Anna Heringa-Jongbloed
Anna Heringa-Jongbloed | ||||
---|---|---|---|---|
Geboren | 23 september 1901, Wormerveer | |||
Overleden | 2 januari 1945, Ravensbrück | |||
Land | ![]() | |||
Jaren actief | tot 1944 | |||
Groep | Nederlands verzet | |||
|
Anna Heringa-Jongbloed (Wormerveer, 23 september 1901 - Ravensbrück, 2 januari 1945) was actief in het verzet tijdens de Tweede Wereldoorlog.[1]
Biografie[bewerken | brontekst bewerken]
Heringa-Jongbloed was onderwijzeres in Amsterdam. In 1927 trouwde ze met Albert Kassan en kreeg met hem twee kinderen. Nadat Albert in 1933 overleed aan een longontsteking, begon Anna een pension. In 1938 hertrouwde ze met de arts Gerard Heringa. Zij kregen een zoon en een dochter.

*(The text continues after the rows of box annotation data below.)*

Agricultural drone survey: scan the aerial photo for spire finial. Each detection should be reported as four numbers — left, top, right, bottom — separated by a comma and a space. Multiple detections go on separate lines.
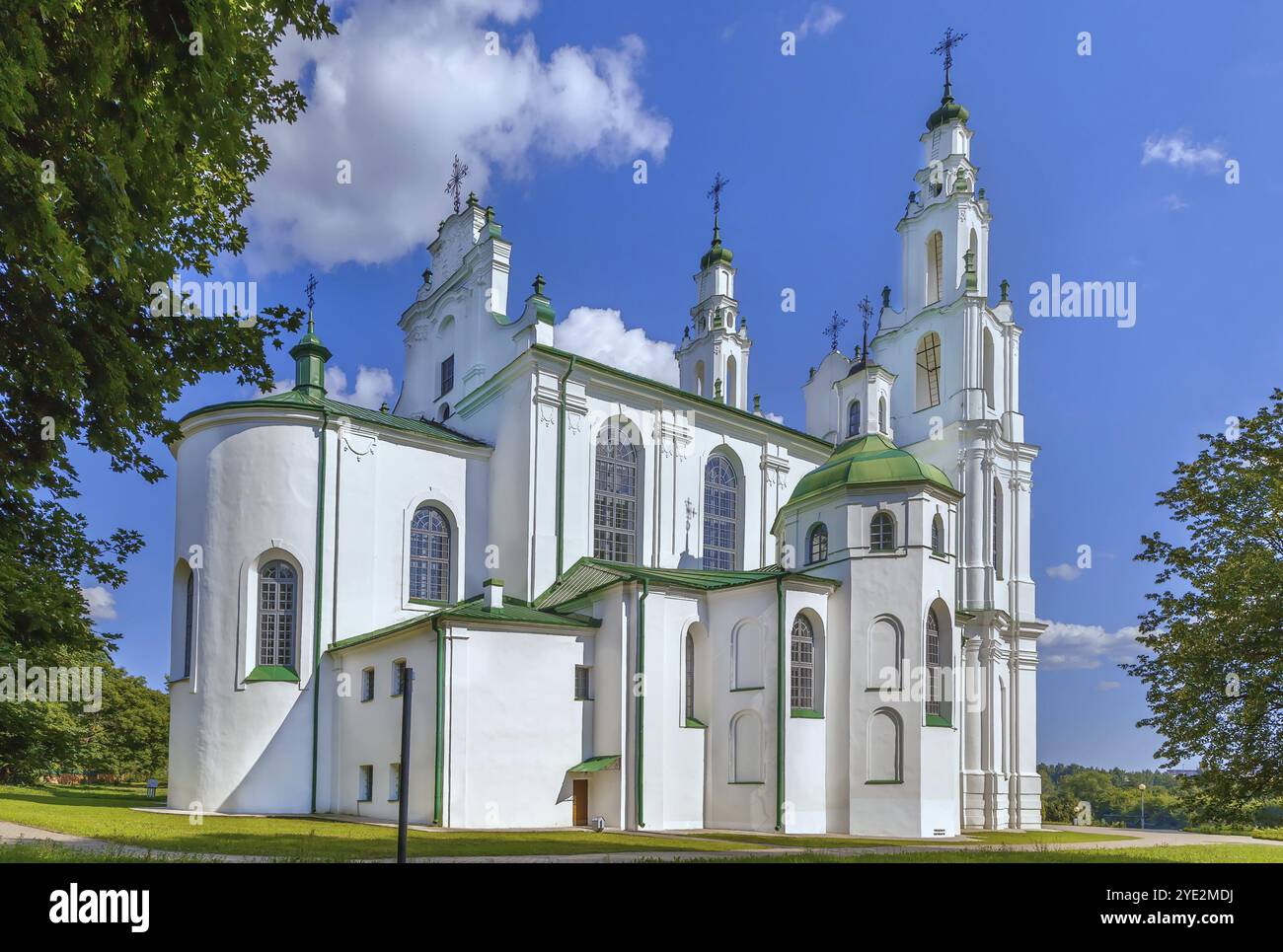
824, 311, 847, 350
445, 153, 469, 214
932, 27, 966, 103
860, 294, 873, 363
307, 274, 317, 333
707, 172, 730, 245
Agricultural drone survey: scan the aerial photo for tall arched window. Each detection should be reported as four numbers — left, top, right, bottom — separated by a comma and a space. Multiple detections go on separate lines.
993, 479, 1002, 580
410, 505, 450, 602
258, 559, 298, 667
868, 512, 895, 551
703, 456, 739, 571
687, 631, 696, 721
805, 522, 829, 564
925, 231, 944, 304
183, 568, 196, 678
593, 422, 638, 562
914, 331, 941, 409
790, 615, 815, 710
983, 329, 993, 409
927, 608, 943, 717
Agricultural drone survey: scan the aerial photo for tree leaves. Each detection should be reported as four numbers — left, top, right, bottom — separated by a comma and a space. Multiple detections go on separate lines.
1125, 390, 1283, 819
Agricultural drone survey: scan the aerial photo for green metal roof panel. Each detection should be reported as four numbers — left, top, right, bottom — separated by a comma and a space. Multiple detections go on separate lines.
179, 390, 489, 447
788, 434, 957, 505
566, 753, 620, 773
534, 555, 841, 610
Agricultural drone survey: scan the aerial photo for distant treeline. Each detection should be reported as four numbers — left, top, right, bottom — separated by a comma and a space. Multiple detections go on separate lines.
1038, 764, 1283, 830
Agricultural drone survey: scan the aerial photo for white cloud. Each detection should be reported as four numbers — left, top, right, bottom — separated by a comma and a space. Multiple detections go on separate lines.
1141, 129, 1226, 172
1047, 562, 1083, 581
553, 308, 677, 386
269, 363, 397, 409
798, 4, 847, 37
249, 0, 672, 268
1038, 621, 1143, 671
81, 585, 115, 621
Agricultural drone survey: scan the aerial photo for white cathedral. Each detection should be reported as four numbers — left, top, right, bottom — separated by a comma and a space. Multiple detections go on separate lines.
170, 74, 1044, 837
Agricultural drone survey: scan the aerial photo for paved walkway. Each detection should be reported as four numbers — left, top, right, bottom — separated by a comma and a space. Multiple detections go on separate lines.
0, 817, 1283, 863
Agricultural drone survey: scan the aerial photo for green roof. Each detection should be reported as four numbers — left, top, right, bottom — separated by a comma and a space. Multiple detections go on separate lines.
788, 434, 958, 505
179, 390, 489, 447
566, 753, 620, 773
328, 595, 602, 652
535, 555, 841, 610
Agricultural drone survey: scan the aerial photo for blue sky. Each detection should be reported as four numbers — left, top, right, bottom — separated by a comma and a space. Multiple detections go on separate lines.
77, 0, 1283, 768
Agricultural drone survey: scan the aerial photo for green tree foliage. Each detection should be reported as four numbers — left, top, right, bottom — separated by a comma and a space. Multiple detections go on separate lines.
0, 0, 337, 784
1125, 390, 1283, 820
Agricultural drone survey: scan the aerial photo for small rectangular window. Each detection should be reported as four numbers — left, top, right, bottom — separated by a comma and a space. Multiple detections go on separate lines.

Toen de Tweede Wereldoorlog uitbrak, werd Gerard Heringa al snel actief in het artsenverzet. Toen hij in 1942 werd opgepakt, bleef Heringa-Jongbloed alleen achter met haar kinderen en met enkele onderduikers. Zij hield iedere plaats in het pension open voor onderduikende Joodse vrouwen. In februari 1944 werd ze verraden en werden bij een huiszoeking twee Joodse vrouwen gevonden, waarna Heringa-Jongbloed werd gearresteerd. Ze kwam in Kamp Vught terecht, haar kinderen bleven achter. In Vught werd ze al snel door andere vrouwen als kampmoeder ervaren.
Op 5 september 1944 werd kamp Vught ontruimd en werd ze, samen met overige vrouwen, naar het Duitse concentratiekamp Ravensbrück gestuurd. Hier stierf zij op 2 januari 1945 aan tyfus. Haar man en vier kinderen overleefden de oorlog.[2]